Post-tournament analysis revealed both strengths and weaknesses in Brain Station 23's approach. The rapid iteration capability that enabled real-time fixes during matches was crucial for success. The team's willingness to work unsustainable hours during the crisis period enabled delivery that wouldn't have been possible otherwise. But the same intensity that made crisis delivery possible wasn't sustainable for routine operations.
"People felt this was for the country," Islam explains. "They'd say, 'We'll work weekends to finish.'" This motivation was genuine and effective, but it raised questions about whether the development model could be replicated for purely commercial projects lacking the same emotional resonance.
The technical platform continued evolving after launch. A January update added analytics for gate throughput, helping optimize staffing for future events. Payment gateway integration was refined based on transaction failure patterns observed during live operation. The validation system received performance optimizations that reduced scan times by an additional 20%.
Brain Station 23 and RVL began planning to scale the platform nationally. "We're eyeing more events, like concerts," Islam notes. The success with BPL 2025 provided proof of concept for broader market deployment.
The Brain Station 23 story of building BPL ETP offers insights that extend beyond software development to any situation requiring building complex systems under extreme pressure with incomplete information.
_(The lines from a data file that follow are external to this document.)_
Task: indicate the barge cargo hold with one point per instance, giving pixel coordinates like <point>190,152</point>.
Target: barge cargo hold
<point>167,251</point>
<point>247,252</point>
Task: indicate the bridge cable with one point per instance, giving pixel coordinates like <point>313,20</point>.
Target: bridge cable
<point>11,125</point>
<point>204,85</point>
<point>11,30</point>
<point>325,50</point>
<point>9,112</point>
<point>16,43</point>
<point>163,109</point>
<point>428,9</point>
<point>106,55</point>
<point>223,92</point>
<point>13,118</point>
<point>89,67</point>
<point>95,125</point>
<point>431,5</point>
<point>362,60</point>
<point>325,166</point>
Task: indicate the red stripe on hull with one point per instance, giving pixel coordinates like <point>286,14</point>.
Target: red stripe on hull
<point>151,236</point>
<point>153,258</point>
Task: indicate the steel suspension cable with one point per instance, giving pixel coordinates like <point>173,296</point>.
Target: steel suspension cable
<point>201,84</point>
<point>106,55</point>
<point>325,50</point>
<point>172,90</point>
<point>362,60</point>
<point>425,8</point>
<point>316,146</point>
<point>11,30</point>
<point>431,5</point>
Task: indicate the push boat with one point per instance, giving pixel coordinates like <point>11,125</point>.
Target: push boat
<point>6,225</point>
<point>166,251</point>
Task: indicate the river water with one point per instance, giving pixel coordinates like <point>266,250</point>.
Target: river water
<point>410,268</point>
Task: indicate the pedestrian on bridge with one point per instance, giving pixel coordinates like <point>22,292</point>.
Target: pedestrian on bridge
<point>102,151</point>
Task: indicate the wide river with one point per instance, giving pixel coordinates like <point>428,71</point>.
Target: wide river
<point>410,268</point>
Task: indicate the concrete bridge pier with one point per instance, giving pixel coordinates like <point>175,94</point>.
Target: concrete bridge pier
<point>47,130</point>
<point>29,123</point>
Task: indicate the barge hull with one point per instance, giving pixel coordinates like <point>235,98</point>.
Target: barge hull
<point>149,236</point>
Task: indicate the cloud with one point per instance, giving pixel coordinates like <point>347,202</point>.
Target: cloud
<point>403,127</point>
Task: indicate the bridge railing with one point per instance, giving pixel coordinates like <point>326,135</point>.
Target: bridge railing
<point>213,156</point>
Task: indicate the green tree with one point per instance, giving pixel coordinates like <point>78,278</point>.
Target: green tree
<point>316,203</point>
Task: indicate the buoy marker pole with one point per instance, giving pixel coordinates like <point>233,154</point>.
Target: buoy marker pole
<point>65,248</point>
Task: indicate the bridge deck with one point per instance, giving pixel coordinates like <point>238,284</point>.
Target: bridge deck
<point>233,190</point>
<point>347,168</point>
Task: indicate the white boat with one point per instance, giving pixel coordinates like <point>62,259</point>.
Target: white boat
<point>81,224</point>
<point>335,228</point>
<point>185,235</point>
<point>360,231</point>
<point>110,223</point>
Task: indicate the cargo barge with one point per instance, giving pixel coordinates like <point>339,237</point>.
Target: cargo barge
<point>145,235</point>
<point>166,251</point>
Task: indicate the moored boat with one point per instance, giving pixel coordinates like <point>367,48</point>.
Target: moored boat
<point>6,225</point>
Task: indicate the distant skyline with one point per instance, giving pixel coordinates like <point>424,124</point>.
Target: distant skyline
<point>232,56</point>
Pattern recognition creates a competitive advantage. Brain Station’s European experience provided both technical foundations and the confidence to take on challenges that others rejected. This wasn't about superior skills but about having seen similar problems before and knowing which solutions worked under pressure.
Partnership and collaboration beat specification: Rather than demanding detailed requirements upfront, Brain Station 23 used ambiguity as an opportunity to become true partners in solution design. This approach requires domain expertise but creates much stronger client relationships than build-to-spec arrangements.
Constraints drive innovation: The unreliable internet connectivity that seemed like a limitation forced the development of more robust systems than might have emerged otherwise. The most elegant solutions often emerge from the tightest constraints.
Flexibility and iteration are everything: No amount of planning could have anticipated exactly how fans would game the system or how quickly checkers would adapt to new processes. Success came from building systems that could be monitored and improved rapidly during live operations.
The project also showed the costs of crisis-driven delivery. The team's voluntary commitment to 12-14-hour days for two months enabled success but wasn't sustainable for routine operations.
For Brain Station 23, the project validated its positioning as a company capable of competing globally while solving critical local challenges. "We proved we can build world-class systems here," Islam reflects.
The platform continues operating today, handling BCB's ticketing needs and serving as proof of concept for broader national deployment. In eight weeks, the Brain Station 23 team built more than software—they demonstrated a model for rapid delivery under extreme pressure while building sustainable foundations for future growth.
As Islam puts it: "When you see your work impact a national event, it hits differently." The technical achievement was impressive, but the lasting impact was showing what becomes possible when experience, preparation, and determination converge under pressure.